UR suspended the Sigma Chi fraternity for four years in 2019 for potential hazing violations, reported the school’s student newspaper, The Collegian. That same year, the national headquarters for Alpha Kappa Lambda suspended its VCU chapter for four years after an allegation of hazing.

To end hazing, a mass of people will need to form a grassroots effort to change the country’s culture, Lipkins said. It will require a movement comparable to #MeToo or Black Lives Matter.

“The answer is going to be from the inside out,” she said.

Cornell University has attempted to end the culture of secrecy, publishing all of its alleged hazing incidents on its website. Virginia Tech commissioned an investigation on Greek life and in 2019 reported that nine student organizations were responsible for hazing in the past five years. Tradition and alumni networks support a mindset that fosters hazing, the report concluded. The cycle “is difficult to break.”

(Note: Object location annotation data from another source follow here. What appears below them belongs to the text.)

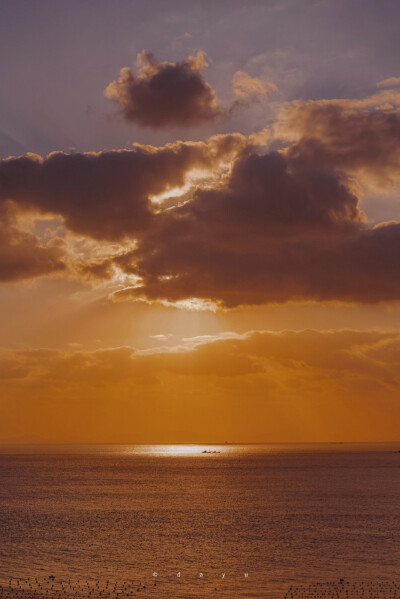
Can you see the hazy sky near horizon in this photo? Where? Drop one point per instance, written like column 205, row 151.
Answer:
column 199, row 220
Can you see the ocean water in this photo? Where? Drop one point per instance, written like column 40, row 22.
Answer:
column 282, row 514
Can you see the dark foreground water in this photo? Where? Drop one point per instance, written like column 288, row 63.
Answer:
column 282, row 514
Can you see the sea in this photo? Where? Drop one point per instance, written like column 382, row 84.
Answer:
column 194, row 521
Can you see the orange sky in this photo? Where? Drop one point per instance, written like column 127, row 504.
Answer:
column 232, row 274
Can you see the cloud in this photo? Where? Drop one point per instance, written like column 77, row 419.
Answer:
column 165, row 94
column 225, row 223
column 390, row 82
column 245, row 86
column 358, row 137
column 22, row 255
column 273, row 233
column 106, row 195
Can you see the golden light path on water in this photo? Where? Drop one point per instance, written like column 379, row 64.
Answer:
column 178, row 449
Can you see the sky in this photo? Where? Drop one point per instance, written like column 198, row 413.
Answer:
column 199, row 221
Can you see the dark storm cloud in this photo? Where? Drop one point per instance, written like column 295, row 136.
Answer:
column 279, row 226
column 354, row 136
column 22, row 256
column 165, row 93
column 274, row 234
column 106, row 195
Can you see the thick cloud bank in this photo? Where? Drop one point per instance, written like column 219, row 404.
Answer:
column 232, row 222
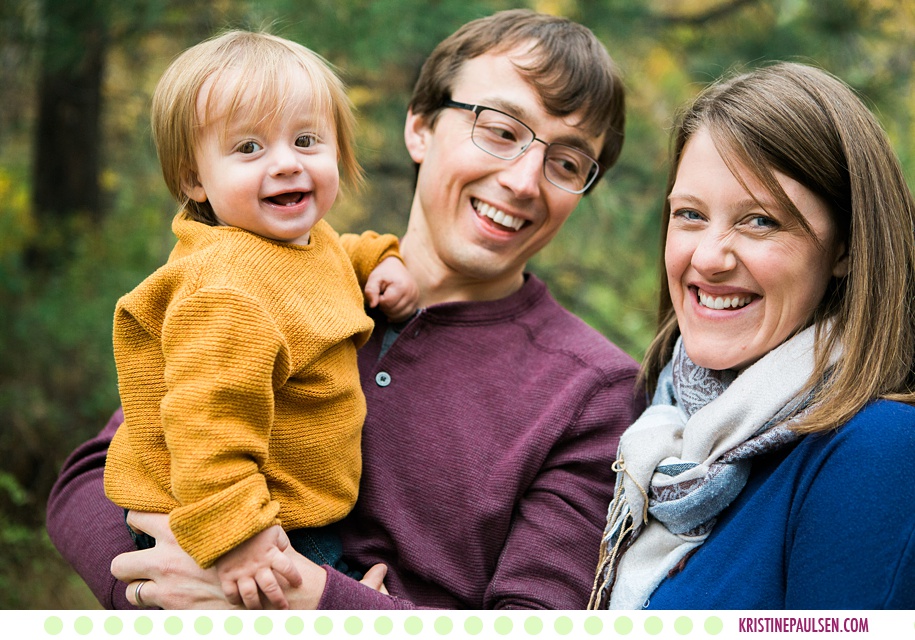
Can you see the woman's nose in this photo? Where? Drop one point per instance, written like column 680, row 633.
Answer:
column 714, row 253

Virginia Tech suspended seven of the nine fraternities, but some continued operating off campus with the blessing of their national headquarters. These rogue fraternities were “a serious threat to the reputation of Virginia Tech,” the report stated.

At least six VCU fraternities and sororities have been suspended for hazing since 2010.

In April, VCU dean of students Reuban Rodriguez said the Delta Chi fraternity should be banned if found responsible on charges including alcohol violations.

A permanent ban

By February of this year, Delta Chi had been forbidden from throwing parties again. It had missed the minimum GPA, and VCU had canceled all fraternity social events because of the pandemic.

But Delta Chi hosted an event on Feb. 26 anyway, calling it an associate member initiation ceremony. Gilbert, the chapter adviser, said he attended from 7 to 7:30 p.m. for a pinning ceremony, and he never saw Oakes there.

“I’m not at social events with 21-year-olds,” he said.

It was just two days after VCU had given an anti-hazing presentation to Greek organizations. The first example of hazing the university listed: forced alcohol consumption.

At 10:10 p.m., someone called 911 complaining of noise, according to the call log. The caller believed students were pledging, the report said. At 11:24, a second person phoned, saying the music could be heard through the walls. The next call came at 9:11 a.m. from inside the house. Oakes wasn’t breathing.

VCU and Delta Chi headquarters immediately suspended the fraternity. In VCU’s report, dean of students Reuban Rodriguez wrote Delta Chi “allegedly violated VCU policies repeatedly.”

Last month, the chairs of the Student Organization Conduct Committee found Delta Chi responsible for charges of hazing, abuse, serving alcohol to minors and other rule violations. VCU permanently banned the fraternity from campus.

Though Greek organizations have their problems, there are reasons why universities allow them to exist, Lipkins said. They provide housing, social circles for students, and alumni who contribute financially to the university.

But hazing and excessive drinking continue, despite the efforts to stop them.

After Oakes’ death, members of the fraternity kept throwing parties, said Bishins, who lives near two Delta Chi residences.

“They moved on as if nothing happened,” she said.